Project Documents – Site Lease

In a third party ownership structure, a third party owns the system. Depending on whether the meter is in the name of the property owner or building operator(s), that party (the “Off-Taker”) will purchase the power from the system owner or power provider (the “Provider”) via a power purchase agreement. When the Off-Taker is a party separate from the building owner, the building owner (the “Host”) will enter into a site lease with the Provider granting the Provider the necessary right of entry to construct, operate and maintain the solar generation system on site. If the Host and the Off-Taker are one and the same, then the relevant terms of the site lease can be addressed in the power purchase agreement.

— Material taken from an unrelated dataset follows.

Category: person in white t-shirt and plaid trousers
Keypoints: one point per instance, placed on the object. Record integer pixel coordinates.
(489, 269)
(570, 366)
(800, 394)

In a third party system ownership, the Provider builds and owns the system and enjoys the benefits, including (a) the proceeds from the sale of the electricity (which presumably will be sold to the Off-Taker at a rate less then the rate of the local utility company or the project would not be approved by the Host and Off-Taker), (b) ownership of all environmental attributes, such as renewable energy certificates or credits or feed-in tariffs, (c) the federal tax credit or (depending on the date that work on the project commenced) the federal cash grant, and (d) depreciation benefits. The Host avoids responsibility of ownership, including (a) up front capital cost of construction, (b) on-going operation and maintenance responsibility, and (c) added insurance costs to cover the system and production down-time resulting from a fire or other insured casualty. The benefit for the Host of this structure is that it can entice tenants to its building by having available less expensive electricity while at the same time, depending on the structure, receiving a roof rent or a new roof, or some combination thereof. This structure is one available structure for a Host that cannot take advantage of the federal investment tax credit because it is a not-for-profit entity or a non-taxpaying entity.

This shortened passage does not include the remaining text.